Secondary Indexes in Distributed Databases
You partition your database by user_id for scalability. Now someone asks: “Find all users in Ahmedabad city.” Problem: Ahmedabad users are scattered across all partitions.
This is the secondary index problem in distributed systems.
The Core Problem#
Partitioned by user_id:
Server A (0-999): user_100 (amit, Ahmedabad)
Server B (1000-1999): user_1500 (vijay, Morbi)
Server C (2000-2999): user_2500 (narendra, Ahmedabad)
Query by user_id=1500? Hash to Server B. Fast.
Query by city='Ahmedabad'? Users on Server A and C. Must check all servers.
Two Approaches#
Local Indexes (Document-Partitioned)
Each server indexes its own data:
Server A: Ahmedabad → [100]
Server B: Ahmedabad → []
Server C: Ahmedabad → [2500]
Query city='Ahmedabad': Ask all 3 servers, combine results.
Pros:
- Fast writes (1 server)
- Strong consistency
Cons:
- Slow reads (scatter/gather)
Global Indexes (Term-Partitioned)
Indexes partitioned separately:
Index Server X: Ahmedabad → [100, 2500]
Query city='Ahmedabad': Hit Index Server X, then fetch from Server A and C.
Pros:
- Fast reads (targeted)
Cons:
- Slower writes (data + index, often async)
- Eventually consistent (if async)
The Fundamental Trade-off#
You can’t have all three:
- Fast writes
- Fast reads
- Strong consistency
Pick two.
Most systems pick: Fast writes + Fast reads
- Use global indexes with async updates
- Accept eventual consistency (seconds of lag)

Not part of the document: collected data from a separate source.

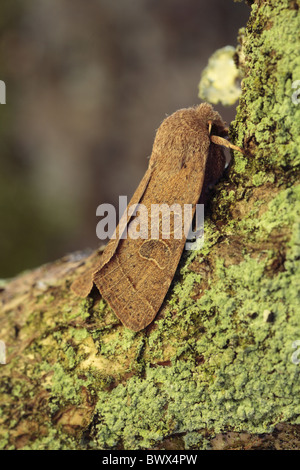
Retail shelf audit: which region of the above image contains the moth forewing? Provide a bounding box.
[73,103,233,331]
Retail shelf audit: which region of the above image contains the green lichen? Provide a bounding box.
[92,186,300,449]
[232,0,300,171]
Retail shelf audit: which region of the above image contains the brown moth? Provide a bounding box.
[71,103,241,331]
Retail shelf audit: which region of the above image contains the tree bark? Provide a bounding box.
[0,0,300,450]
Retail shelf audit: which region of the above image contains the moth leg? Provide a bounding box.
[210,135,245,154]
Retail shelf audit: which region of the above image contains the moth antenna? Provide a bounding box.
[207,121,213,135]
[210,135,245,154]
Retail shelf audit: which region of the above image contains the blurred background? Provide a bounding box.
[0,0,250,278]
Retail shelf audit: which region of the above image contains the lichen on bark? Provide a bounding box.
[0,0,300,449]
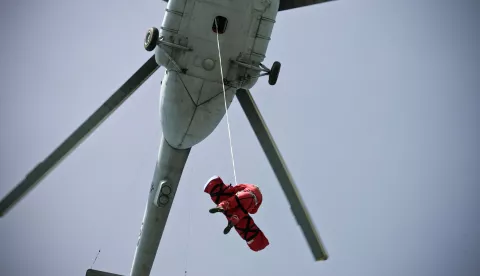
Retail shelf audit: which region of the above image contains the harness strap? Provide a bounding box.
[235,216,260,242]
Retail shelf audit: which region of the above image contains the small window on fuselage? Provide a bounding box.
[212,16,228,34]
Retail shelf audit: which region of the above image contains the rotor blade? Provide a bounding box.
[0,55,159,217]
[278,0,335,11]
[236,89,328,261]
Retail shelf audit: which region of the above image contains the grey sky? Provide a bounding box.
[0,0,480,276]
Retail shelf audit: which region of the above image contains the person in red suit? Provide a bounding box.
[203,176,269,251]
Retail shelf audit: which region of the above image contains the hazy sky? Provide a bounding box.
[0,0,480,276]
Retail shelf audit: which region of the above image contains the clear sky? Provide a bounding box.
[0,0,480,276]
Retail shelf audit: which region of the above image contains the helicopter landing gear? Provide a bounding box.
[143,27,160,52]
[268,61,282,85]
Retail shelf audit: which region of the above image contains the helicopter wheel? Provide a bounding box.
[268,61,282,85]
[143,27,160,52]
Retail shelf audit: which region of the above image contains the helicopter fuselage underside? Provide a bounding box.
[130,0,279,276]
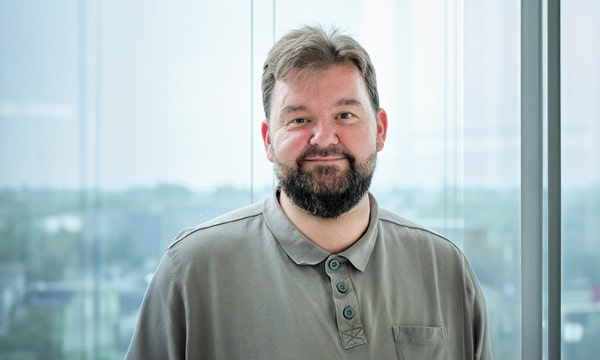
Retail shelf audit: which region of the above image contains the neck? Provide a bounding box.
[279,191,371,254]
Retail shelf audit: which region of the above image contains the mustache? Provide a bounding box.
[296,146,355,165]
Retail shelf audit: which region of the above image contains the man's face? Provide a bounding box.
[262,64,387,218]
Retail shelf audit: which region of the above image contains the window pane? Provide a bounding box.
[561,0,600,360]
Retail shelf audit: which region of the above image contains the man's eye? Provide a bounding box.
[338,112,354,120]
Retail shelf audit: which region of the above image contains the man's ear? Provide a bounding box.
[377,109,387,151]
[260,120,275,162]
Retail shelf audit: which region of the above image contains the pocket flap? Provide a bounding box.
[394,326,448,344]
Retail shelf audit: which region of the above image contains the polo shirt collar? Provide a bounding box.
[263,189,379,271]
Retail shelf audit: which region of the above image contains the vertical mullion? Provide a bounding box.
[521,0,543,360]
[546,0,562,360]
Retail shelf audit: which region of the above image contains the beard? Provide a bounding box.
[275,148,377,218]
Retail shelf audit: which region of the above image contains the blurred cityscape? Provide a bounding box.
[0,184,600,359]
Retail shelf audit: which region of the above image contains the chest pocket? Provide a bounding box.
[393,326,448,360]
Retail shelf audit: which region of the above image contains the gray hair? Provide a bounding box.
[262,26,379,121]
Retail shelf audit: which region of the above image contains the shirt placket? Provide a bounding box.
[325,255,367,349]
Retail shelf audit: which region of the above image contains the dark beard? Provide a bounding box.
[275,150,377,218]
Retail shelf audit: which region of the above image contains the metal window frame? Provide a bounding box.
[520,0,562,360]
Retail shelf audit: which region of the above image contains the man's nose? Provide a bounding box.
[310,120,339,146]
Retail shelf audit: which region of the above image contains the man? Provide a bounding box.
[128,27,492,360]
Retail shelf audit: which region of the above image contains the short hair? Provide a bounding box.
[262,26,379,121]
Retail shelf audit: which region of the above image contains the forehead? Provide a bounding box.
[272,63,368,105]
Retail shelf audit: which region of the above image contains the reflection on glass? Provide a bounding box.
[561,0,600,360]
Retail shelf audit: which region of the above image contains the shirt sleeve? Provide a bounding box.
[465,255,494,360]
[126,250,186,360]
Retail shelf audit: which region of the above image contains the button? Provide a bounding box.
[329,259,340,271]
[343,306,356,320]
[335,281,348,294]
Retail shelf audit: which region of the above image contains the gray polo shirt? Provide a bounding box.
[127,196,492,360]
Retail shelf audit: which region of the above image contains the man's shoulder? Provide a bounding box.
[379,209,458,250]
[169,203,263,248]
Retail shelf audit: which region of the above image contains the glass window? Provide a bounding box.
[561,0,600,360]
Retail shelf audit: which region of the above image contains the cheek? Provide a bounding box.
[271,133,308,163]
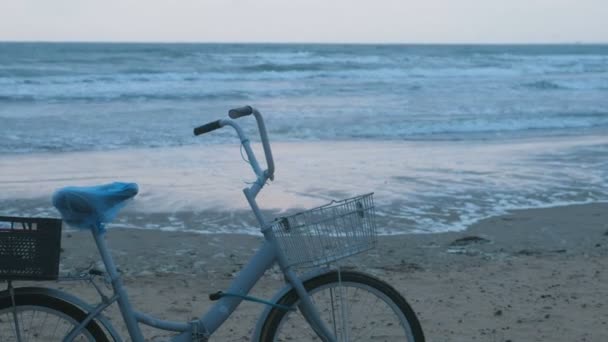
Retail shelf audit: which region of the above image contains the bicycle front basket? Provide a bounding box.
[270,193,377,267]
[0,216,61,280]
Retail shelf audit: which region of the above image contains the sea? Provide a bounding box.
[0,43,608,234]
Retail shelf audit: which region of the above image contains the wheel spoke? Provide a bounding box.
[262,272,424,342]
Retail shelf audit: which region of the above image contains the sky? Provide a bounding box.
[0,0,608,43]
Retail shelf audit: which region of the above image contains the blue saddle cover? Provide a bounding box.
[53,182,138,232]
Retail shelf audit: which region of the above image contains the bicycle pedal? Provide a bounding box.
[209,291,224,300]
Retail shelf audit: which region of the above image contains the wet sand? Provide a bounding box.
[13,204,608,342]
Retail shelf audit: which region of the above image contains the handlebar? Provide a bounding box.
[194,106,274,184]
[194,120,222,135]
[228,106,253,119]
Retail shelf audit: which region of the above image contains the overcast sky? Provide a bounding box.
[0,0,608,43]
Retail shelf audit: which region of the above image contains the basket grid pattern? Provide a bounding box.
[0,216,61,280]
[271,193,377,267]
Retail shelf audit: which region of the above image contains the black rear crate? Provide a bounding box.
[0,216,61,280]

- Because user experience > perfect consistency
Financial systems pick: Fast reads + Strong consistency
- Correctness matters more than write speed
- Accept slower writes or avoid secondary indexes
The Triangle:

- Left edge (Fast Writes + Strong Consistency): Local indexes
- Right edge (Fast Writes + Fast Reads): Global indexes (async)
- Bottom edge (Strong Consistency + Fast Reads): Global indexes (sync)
Partitioning splits data by ONE key, but apps query by MANY. There’s no perfect solution. Understand your read/write patterns and pick the right trade-off.
Ever dealt with scatter/gather queries? How did you solve it?